Ha habido ciudades más grandes. Ha habido ciudades más ricas. Desde luego, ha habido ciudades más bonitas. Pero ninguna ciudad del Multiverso podía rivalizar con los olores de Ankh-Morpork.

Los Antiguos, que lo sabían todo acerca de los universos y habían olido ciudades como Calcuta, ¡Xrc-! y Puertomarte, concedían que hasta estos magníficos ejemplos de poesía nasal son simples pareados comparados con la gloria del olor de Ankh-Morpork.

Se pueden mencionar las coliflores. Se puede mencionar el ajo. Se puede mencionar Francia. Adelante. Pero si no se ha olido Ankh-Morpork en un día caluroso, no se ha olido nada.

Sus ciudadanos se enorgullecen de ello. Cuando hace buen tiempo, sacan sillas a la calle para disfrutar del olor. Se llenan las mejillas, se palmean el pecho y comentan alegremente los pequeños matices. Hasta han erigido una estatua en su honor para conmemorar la noche en que los soldados de un estado rival trataron de invadirla sigilosamente y sólo consiguieron llegar hasta la cima de las murallas antes de que, para su horror; los tapones de las narices se les rindieran sin condiciones.
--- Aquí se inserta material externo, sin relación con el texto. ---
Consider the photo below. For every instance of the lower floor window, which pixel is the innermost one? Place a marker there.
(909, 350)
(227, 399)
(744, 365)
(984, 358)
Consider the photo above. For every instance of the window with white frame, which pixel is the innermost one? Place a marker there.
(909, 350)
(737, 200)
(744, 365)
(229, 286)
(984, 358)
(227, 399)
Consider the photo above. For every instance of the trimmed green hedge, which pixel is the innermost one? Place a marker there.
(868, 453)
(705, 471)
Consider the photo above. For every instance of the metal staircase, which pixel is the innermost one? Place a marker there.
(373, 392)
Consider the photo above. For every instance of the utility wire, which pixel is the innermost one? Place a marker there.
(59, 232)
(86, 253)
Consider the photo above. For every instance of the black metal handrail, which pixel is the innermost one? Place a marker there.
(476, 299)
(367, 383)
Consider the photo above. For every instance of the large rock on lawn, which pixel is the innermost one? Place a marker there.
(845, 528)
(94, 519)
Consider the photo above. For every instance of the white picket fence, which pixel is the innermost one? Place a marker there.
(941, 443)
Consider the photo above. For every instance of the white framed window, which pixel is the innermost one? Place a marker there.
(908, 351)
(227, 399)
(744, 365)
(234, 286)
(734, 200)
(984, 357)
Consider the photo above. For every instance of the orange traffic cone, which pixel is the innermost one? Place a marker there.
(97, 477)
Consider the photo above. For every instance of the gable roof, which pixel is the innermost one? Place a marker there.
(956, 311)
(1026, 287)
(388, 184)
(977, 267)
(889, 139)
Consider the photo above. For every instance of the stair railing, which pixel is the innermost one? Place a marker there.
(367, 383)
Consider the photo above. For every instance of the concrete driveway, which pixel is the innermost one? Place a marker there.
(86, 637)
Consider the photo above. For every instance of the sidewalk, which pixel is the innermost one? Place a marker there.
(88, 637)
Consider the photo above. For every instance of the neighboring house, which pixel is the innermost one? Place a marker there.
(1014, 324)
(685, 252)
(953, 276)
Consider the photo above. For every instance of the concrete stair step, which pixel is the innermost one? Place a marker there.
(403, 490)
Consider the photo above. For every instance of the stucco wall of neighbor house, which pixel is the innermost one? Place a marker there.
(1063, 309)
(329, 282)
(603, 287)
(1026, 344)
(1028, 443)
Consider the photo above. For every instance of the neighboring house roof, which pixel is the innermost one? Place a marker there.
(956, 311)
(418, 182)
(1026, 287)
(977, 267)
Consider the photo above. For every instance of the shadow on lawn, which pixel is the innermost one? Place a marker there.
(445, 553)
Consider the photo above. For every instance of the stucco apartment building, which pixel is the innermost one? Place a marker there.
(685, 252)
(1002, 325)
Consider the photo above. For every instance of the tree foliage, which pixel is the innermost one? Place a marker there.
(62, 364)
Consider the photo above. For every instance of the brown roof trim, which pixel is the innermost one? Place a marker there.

Los mercaderes ricos que debían pasar muchos años en el extranjero se hacían enviar botellas selladas conteniendo el aroma, que les llenaban los ojos de lágrimas.

Ése era el efecto que tenía.

Y es que, en realidad, sólo hay una manera de describir el efecto que los olores de Ankh-Morpork surtían sobre la nariz visitante, y es por analogía.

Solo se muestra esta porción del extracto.